Artists have reacted badly to an art competition’s awarding of top prize to an image that was produced by an AI.
‘Theatre d’Opera Spatial’, generated by a game designer named Jason Allen, took out first prize in the Digital Arts / Digitally Manipulated Photography category at the Colorado State Fair, The Verge reported this week.
Allen, who uses the handle Sincarnate, made the announcement last week on the Discord channel for Midjourney, one of the more popular AI image generators out there.
He explained how he carefully fine-tuned the text he put into the AI’s prompt, selected the best few outputs and had them printed on canvas, upscaled them using another AI, then entered.
“I won first place,” he boasted. “I’ve set out to make a statement using Midjourney in a competitive manner and wow! I could not be more excited.”


Once the post leaked onto wider social media, some didn’t like the precedent it set.
“That’s pretty fucking shitty,” wrote one person in a tweet liked and shared tens of thousands of times.
Allen, from Pueblo West, told a local newspaper he wasn’t going to apologise for it, because he made it clear when he entered the competition the image was made using Midjourney – a text-to-image generation tool like Craiyon and DALLE-2.
A fair official told the Pueblo Chieftain Allen appeared to have broken no rules, and no one had filed a formal complaint.
Supporters on social media reportedly said if the judges didn’t know what Midjourney was and failed to look it up, that was their problem – not Allen’s.

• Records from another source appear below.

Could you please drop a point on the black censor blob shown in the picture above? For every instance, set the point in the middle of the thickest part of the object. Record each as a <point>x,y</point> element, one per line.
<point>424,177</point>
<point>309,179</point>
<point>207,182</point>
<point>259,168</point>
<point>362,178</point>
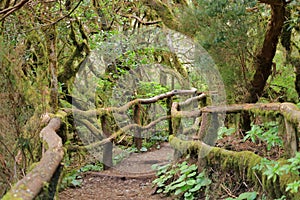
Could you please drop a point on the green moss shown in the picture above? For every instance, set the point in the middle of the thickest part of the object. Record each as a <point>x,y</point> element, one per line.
<point>242,163</point>
<point>10,196</point>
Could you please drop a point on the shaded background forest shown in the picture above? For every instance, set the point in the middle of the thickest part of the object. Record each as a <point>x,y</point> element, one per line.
<point>44,43</point>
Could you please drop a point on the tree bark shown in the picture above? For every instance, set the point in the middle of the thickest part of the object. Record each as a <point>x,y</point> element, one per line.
<point>263,60</point>
<point>30,186</point>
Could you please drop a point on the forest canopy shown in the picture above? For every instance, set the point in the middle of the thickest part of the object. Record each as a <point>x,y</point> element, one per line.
<point>89,55</point>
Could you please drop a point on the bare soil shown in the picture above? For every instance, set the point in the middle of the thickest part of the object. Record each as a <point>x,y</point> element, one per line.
<point>130,179</point>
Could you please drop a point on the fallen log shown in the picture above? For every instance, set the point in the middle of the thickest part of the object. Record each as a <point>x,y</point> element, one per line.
<point>30,186</point>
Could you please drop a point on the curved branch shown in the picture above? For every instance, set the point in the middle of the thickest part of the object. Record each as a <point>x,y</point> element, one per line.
<point>30,186</point>
<point>8,11</point>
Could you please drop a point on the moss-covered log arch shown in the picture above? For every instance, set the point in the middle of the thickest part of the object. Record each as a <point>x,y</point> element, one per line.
<point>241,162</point>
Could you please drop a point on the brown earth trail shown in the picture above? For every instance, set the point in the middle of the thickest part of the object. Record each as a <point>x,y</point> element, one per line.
<point>130,179</point>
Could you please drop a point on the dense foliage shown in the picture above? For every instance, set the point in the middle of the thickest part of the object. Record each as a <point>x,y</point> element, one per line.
<point>45,44</point>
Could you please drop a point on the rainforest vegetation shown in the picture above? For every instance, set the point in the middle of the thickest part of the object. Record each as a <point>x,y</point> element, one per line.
<point>84,83</point>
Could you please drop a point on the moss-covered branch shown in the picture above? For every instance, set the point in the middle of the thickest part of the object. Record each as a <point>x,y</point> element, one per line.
<point>241,162</point>
<point>30,186</point>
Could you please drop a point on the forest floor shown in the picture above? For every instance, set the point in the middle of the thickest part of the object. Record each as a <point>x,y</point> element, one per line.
<point>132,178</point>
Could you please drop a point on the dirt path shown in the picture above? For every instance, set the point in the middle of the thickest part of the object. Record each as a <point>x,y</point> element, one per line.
<point>130,179</point>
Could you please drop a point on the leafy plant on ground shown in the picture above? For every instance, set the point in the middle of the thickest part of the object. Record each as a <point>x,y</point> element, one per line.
<point>73,178</point>
<point>273,169</point>
<point>245,195</point>
<point>181,180</point>
<point>267,132</point>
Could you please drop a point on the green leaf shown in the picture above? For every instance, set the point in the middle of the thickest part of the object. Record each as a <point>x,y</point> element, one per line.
<point>191,182</point>
<point>248,195</point>
<point>196,188</point>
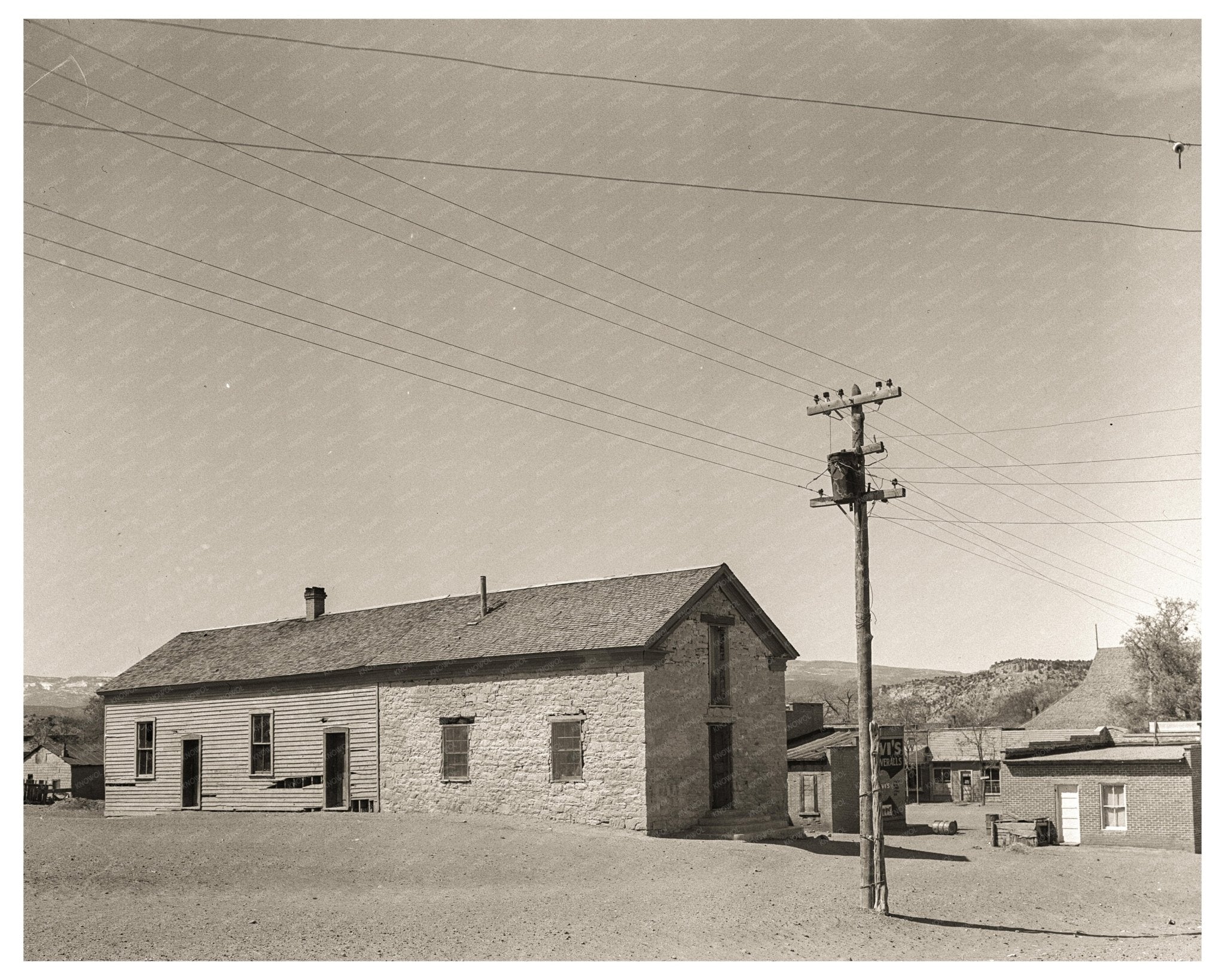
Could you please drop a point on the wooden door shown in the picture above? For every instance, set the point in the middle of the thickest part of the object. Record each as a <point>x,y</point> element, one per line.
<point>190,773</point>
<point>336,769</point>
<point>721,766</point>
<point>1068,805</point>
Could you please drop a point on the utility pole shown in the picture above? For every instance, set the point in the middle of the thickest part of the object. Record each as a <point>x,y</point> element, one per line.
<point>849,485</point>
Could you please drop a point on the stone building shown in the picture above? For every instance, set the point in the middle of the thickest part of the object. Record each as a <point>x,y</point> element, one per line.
<point>652,702</point>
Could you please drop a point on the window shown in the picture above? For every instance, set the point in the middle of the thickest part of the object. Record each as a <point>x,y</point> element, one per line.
<point>568,751</point>
<point>455,750</point>
<point>261,744</point>
<point>144,749</point>
<point>1114,806</point>
<point>720,693</point>
<point>809,806</point>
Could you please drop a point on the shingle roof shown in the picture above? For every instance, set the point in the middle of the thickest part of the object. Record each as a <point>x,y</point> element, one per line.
<point>571,616</point>
<point>1113,754</point>
<point>1090,704</point>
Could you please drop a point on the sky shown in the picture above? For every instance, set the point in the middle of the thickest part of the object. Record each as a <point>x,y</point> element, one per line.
<point>184,471</point>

“Artists are scared,” Allen told the Pueblo Chieftain. “They’re worried that they’re going to be replaced by the robot.”
Of course, without art to learn from in the first place, AIs like Midjourney wouldn’t be able to produce what they do.
“Laugh and mock if you want. But this is genuinely an issue,” one person tweeted. “These contests are made for people who have put physical skill into their art. Art crafted by human hands. AI media is here, and it’ll have it’s place – but not like this.”